Welcome to the Endzone: Week #2

By Eric D. Graham, BASN Staff Reporter
Updated: September 26, 2009

NORTH CAROLINA (BASN) — My high school football coach Billy Byrd always told me that if you make it to the end zone, act like you’ve been there before. There is no need to dance, prance, parade, or leap in the crowd just hand the ball to the referee and head back to the sidelines.

As a result, “Welcome to the Endzone”, a place where we question your belief, challenge your knowledge, and explore the game of sports from a different point of view. Welcome to Week Two of the NFL.

1. Shouldn’t the new Jay-Z song “Empire State Of Mind” featuring Alicia Keys be theme song for the New York Jets? Do your thang, Mark Sanchez.

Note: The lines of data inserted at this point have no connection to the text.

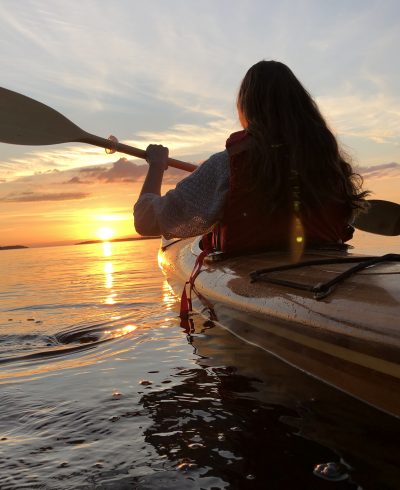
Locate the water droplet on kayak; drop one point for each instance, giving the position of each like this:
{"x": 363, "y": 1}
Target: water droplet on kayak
{"x": 195, "y": 445}
{"x": 186, "y": 465}
{"x": 331, "y": 471}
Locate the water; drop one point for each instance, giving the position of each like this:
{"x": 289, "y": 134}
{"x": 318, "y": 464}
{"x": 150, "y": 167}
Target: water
{"x": 102, "y": 389}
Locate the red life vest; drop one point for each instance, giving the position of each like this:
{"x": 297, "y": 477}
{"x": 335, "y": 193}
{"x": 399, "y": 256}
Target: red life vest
{"x": 247, "y": 228}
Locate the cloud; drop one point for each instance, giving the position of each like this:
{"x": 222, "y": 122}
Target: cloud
{"x": 123, "y": 170}
{"x": 41, "y": 196}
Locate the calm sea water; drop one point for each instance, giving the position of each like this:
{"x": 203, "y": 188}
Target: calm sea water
{"x": 102, "y": 389}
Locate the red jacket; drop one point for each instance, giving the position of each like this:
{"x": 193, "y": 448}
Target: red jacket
{"x": 246, "y": 228}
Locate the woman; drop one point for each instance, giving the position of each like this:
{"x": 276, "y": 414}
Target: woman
{"x": 284, "y": 169}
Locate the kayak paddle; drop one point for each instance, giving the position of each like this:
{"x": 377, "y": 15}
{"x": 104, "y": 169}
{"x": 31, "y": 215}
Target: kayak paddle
{"x": 25, "y": 121}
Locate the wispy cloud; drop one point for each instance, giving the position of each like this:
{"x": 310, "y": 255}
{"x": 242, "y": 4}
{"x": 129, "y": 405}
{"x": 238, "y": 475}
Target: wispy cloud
{"x": 386, "y": 170}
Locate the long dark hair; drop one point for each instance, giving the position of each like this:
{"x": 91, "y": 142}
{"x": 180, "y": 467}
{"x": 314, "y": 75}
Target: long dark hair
{"x": 290, "y": 137}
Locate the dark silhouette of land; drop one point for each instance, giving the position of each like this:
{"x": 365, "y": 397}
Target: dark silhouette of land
{"x": 12, "y": 247}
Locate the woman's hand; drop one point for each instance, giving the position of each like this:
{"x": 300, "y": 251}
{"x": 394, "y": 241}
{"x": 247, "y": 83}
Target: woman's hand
{"x": 157, "y": 156}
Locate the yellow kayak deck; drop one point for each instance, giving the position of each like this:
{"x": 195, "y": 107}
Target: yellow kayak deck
{"x": 349, "y": 339}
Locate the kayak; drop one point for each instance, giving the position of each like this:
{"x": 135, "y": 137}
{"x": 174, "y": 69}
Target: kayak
{"x": 341, "y": 327}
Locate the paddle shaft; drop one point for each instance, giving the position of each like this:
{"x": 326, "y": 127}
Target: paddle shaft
{"x": 131, "y": 150}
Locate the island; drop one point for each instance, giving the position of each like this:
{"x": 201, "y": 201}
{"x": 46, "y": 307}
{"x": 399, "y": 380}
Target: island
{"x": 88, "y": 242}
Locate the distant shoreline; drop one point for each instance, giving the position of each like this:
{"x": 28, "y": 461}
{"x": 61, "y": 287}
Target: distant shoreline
{"x": 89, "y": 242}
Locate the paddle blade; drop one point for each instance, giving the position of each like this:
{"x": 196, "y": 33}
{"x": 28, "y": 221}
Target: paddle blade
{"x": 296, "y": 239}
{"x": 382, "y": 218}
{"x": 24, "y": 121}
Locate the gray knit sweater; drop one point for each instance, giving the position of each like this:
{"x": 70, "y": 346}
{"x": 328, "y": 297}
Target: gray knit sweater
{"x": 192, "y": 208}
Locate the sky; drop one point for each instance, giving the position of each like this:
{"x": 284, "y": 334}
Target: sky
{"x": 168, "y": 72}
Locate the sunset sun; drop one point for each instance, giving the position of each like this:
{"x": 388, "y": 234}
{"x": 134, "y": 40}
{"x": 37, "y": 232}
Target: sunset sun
{"x": 105, "y": 233}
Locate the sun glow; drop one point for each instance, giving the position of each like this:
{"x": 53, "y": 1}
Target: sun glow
{"x": 105, "y": 233}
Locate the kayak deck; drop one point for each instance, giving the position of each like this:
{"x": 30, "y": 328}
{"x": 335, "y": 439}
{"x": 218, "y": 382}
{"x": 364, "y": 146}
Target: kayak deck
{"x": 349, "y": 339}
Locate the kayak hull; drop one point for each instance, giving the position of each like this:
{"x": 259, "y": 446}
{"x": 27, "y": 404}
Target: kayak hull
{"x": 350, "y": 339}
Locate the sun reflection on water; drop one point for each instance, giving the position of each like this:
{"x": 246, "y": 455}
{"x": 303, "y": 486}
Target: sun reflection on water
{"x": 120, "y": 332}
{"x": 169, "y": 297}
{"x": 107, "y": 249}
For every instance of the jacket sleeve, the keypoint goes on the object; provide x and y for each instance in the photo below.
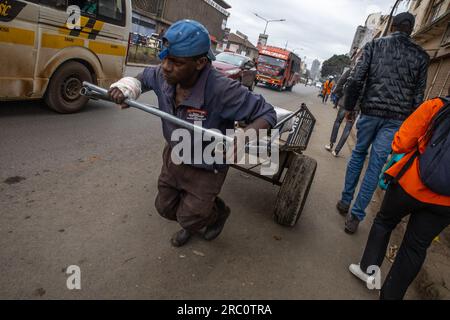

2. Can you believe they beat the New England Patriots?

Yes, cause I HATE the Patriots (Bobbee Bee “THE HATER” speaking)

3. Can you believe the Pittsburgh Steelers can’t run the ball and have to throw the ball on third down and 2? Damn, they really miss Jerome Bettis.

4. Can you believe Jerry Jones spend $1 billion on a football Stadium during one of the worst economic recession in U.S. History? Only in Texas.

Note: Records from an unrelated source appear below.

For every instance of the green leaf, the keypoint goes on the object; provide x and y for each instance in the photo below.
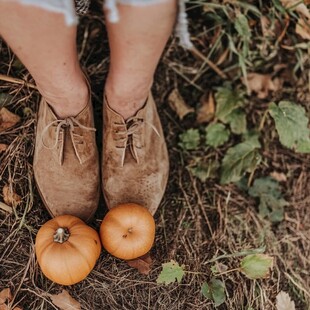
(190, 139)
(214, 290)
(271, 202)
(239, 159)
(237, 121)
(204, 171)
(216, 135)
(171, 271)
(292, 125)
(227, 100)
(256, 266)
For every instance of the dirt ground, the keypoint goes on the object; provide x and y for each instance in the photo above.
(197, 221)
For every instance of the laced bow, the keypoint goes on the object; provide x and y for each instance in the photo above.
(69, 122)
(129, 134)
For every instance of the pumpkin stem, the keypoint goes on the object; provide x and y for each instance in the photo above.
(61, 235)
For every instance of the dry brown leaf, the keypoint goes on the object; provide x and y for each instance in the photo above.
(7, 119)
(303, 28)
(142, 264)
(297, 6)
(278, 176)
(3, 147)
(65, 302)
(223, 57)
(207, 109)
(9, 197)
(5, 295)
(284, 302)
(266, 29)
(177, 104)
(261, 84)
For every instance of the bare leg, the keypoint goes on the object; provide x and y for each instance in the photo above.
(47, 47)
(136, 44)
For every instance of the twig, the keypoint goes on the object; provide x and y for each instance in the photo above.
(237, 254)
(17, 81)
(212, 65)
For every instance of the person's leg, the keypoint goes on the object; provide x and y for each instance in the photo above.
(66, 163)
(136, 43)
(47, 47)
(135, 158)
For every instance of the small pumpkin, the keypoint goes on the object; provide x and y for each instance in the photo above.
(67, 249)
(128, 231)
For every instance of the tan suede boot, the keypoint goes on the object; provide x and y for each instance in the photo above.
(135, 163)
(66, 164)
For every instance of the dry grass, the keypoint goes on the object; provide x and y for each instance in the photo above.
(198, 224)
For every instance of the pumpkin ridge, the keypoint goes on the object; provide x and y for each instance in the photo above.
(73, 246)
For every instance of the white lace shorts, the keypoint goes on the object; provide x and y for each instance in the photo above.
(70, 9)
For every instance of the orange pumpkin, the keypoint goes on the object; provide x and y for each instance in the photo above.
(67, 249)
(128, 231)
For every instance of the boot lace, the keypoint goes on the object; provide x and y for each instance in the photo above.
(69, 122)
(130, 134)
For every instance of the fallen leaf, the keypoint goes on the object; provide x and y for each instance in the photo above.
(203, 170)
(261, 84)
(171, 271)
(292, 125)
(5, 295)
(267, 30)
(256, 266)
(190, 139)
(239, 159)
(10, 198)
(227, 100)
(278, 176)
(3, 147)
(271, 203)
(296, 5)
(7, 119)
(214, 290)
(223, 57)
(142, 264)
(177, 104)
(303, 28)
(207, 109)
(5, 207)
(65, 302)
(216, 134)
(284, 302)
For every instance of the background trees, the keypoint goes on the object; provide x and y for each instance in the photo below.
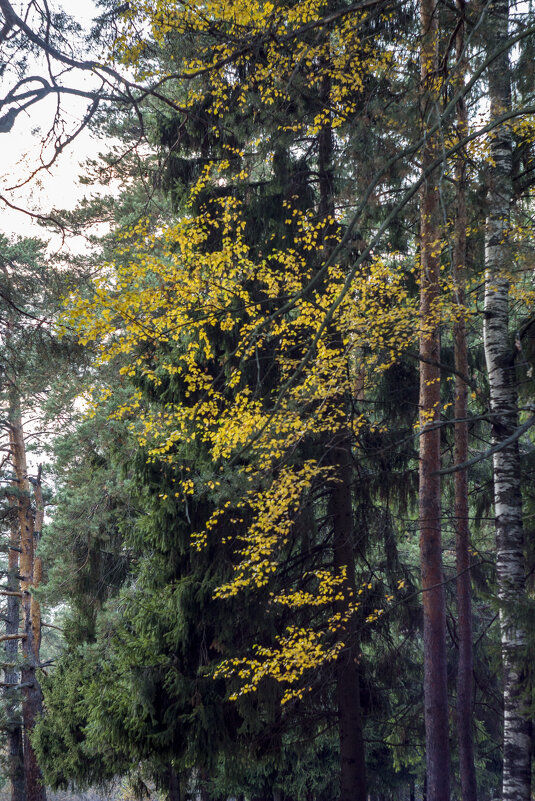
(239, 498)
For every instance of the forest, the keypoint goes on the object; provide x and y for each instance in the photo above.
(267, 429)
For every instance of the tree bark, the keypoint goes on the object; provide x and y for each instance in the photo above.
(11, 675)
(499, 356)
(352, 750)
(462, 531)
(32, 697)
(434, 610)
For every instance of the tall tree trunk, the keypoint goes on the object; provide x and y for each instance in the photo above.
(352, 751)
(350, 728)
(32, 697)
(462, 530)
(500, 356)
(434, 610)
(11, 674)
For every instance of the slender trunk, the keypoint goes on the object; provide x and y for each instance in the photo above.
(11, 674)
(172, 781)
(350, 728)
(434, 610)
(32, 697)
(462, 531)
(352, 750)
(499, 355)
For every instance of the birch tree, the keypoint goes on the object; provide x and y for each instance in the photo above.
(500, 353)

5. Can you believe that it’s called the Orange carpet instead of the Red carpet in Miami?

Hollywood meets South Beach.

6. Can you believe the Bears beat the Steelers (17-14) but both Brian Urlacher and Troy Polamalu didn’t play because they were injured? I demand a rematch and my money back.

7. Does 94 million dollars make you walk differently?

Yes. Ask Eli Manning.

8. Is the Dallas Cowboys wide receiver Roy Williams overrated, sorry, or both?

Let’s just say, he ain’t NO T.O.

9. Can you believe the San Francisco 49ers are (2-0) and in first place in NFC West?

I think, they are scared of Coach Mike Singletary. Remember to Keep your pants pulled up coach, you’re living in San Francisco.

10. Is Mark Sanchez of the Jets, the new face of the NFL?

Yes. Somebody tell CNN’s Lou Dobbs and Rush Limbaugh to close the borders, the Mexicans are taking over the NFL!!! (laugh)

11. With Donovan McNabb and Bryant Westbrook injured are the Philadelphia Eagles hopes of making the playoffs over? No. It’s Michael Vick to the rescue.

12. Can you believe Chad Ocho Cinco did the Lambeau Leap in Green Bay after scoring a touchdown? He will do anything to get attention.

13. Can you believe the Redskins only scored nine points against the St. Louis Rams? Of course, isn’t their coach named Jim Zorn, the left-handed quarterback from the Seattle Seahawks.

14. Can you believe Arizona Cardinal quarterback Kurt Warner completed (24 of 26) against the Jacksonville Jaguars? Just think, he could have been a bag boy at the grocery store if somebody didn’t recognize his talent.